Beveling is nearly as easy, with a large control knob on the rear of the saw that unlocks the saw and allows it be positioned anywhere from 0? to 48? (left) and from 0? to 5? (right). If you just set it on top of some wood or dimensional lumber, however, you’ll quickly realize how unhelpful an unstable work surface can be.
Drills, drivers, saws…it seems like the entire industry is understanding that power can come in small packages. Most 12” miter saws weigh around 45 pounds, so Makita shaving a full 14 pounds off that load and still delivering the cut capacity is a big deal. This is something that most users simply tolerate and have gotten used to—but when that start-up torque is no longer present it really makes a difference. Makita gives you an option to turn it on or off during use, so it can be helpful when setting up the cut—not just when you’re spinning up the blade. If you have this miter saw and you need it to be somewhat mobile, Makita’s stand is one of the best matches for it. There is a positive detent at 0 degrees, as you’d expect, along with one at 45 degrees. Instead, use deck screws to secure the saw to a piece of plywood using the four holes at the corners of the aluminum base.

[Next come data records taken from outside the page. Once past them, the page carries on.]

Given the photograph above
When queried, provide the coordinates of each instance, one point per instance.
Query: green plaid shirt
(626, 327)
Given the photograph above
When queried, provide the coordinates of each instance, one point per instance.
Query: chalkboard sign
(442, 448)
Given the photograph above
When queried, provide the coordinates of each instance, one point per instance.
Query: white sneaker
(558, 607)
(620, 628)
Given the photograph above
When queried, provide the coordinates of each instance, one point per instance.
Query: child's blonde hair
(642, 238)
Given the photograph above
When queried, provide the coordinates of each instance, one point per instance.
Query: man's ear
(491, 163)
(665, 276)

Some pros will consider this a higher risk cut, but if you take your time and keep your hands away from the blade (use clamps) it shouldn’t present a problem. That’s more than sufficient power for the materials on which this saw will likely be used—a fact that was backed up by my testing. Even a little bit of play in the bar on a sliding miter saw can ruin a great piece of wood trim. You’ll get some slight splintering on cuts with the default blade on this saw but it cuts quickly.

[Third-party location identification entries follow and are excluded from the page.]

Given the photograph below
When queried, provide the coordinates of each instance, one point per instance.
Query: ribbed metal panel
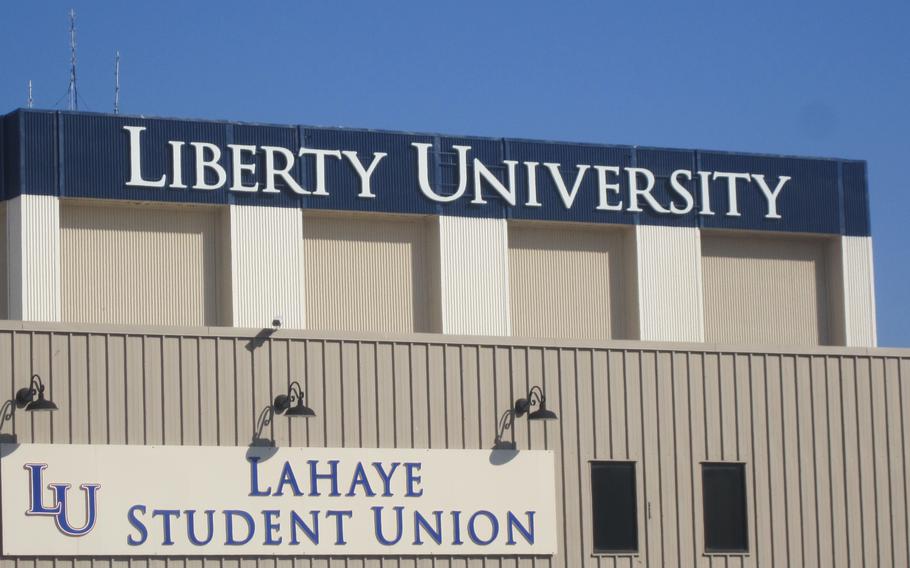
(267, 266)
(33, 258)
(856, 200)
(152, 265)
(86, 155)
(394, 181)
(4, 265)
(809, 203)
(663, 163)
(568, 283)
(669, 281)
(96, 157)
(39, 153)
(765, 290)
(859, 292)
(822, 433)
(474, 279)
(490, 152)
(280, 136)
(568, 156)
(367, 273)
(12, 168)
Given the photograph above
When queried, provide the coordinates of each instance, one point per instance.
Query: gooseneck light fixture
(535, 398)
(291, 404)
(522, 406)
(25, 398)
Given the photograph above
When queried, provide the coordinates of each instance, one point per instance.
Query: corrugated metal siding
(474, 265)
(152, 265)
(670, 283)
(267, 260)
(367, 273)
(568, 283)
(4, 265)
(859, 291)
(765, 290)
(33, 257)
(822, 433)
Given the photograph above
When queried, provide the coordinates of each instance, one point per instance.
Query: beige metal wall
(823, 433)
(4, 264)
(571, 281)
(766, 290)
(152, 264)
(369, 273)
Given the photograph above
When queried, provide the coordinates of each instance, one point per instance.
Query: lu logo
(59, 510)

What you DON’T want to do is continue making cuts while the blade is spinning (which often involves sliding your hand towards the blade as you move the wood over for the cut). If you’re still lugging around a 12” miter saw to the job site, you may indeed find that you truly need to. He hopes his efforts at PTR will provide builders and contractors with reliable and engaging tool reviews to help them make better tool purchasing decisions. This is why most guys whip out the coping saw, but with a good miter saw and blade (and an angle finder) I’ve gotten pretty quick. If you’re planning on doing fine finishing work then you will probably want to choose a finish blade with a higher TPI. Always start your dado on the close side so that you’re pulling the wood in a direction away from the blade—and make sure the blade stops before you move the wood. But if you’re not doing high crown cuts against the back fence or cutting through 4x4s, then this lighter, nimbler Makita saw may be just the ticket to save your back. It’s a nice feature and one that I prefer on all of my circular saws, be they miter or handheld.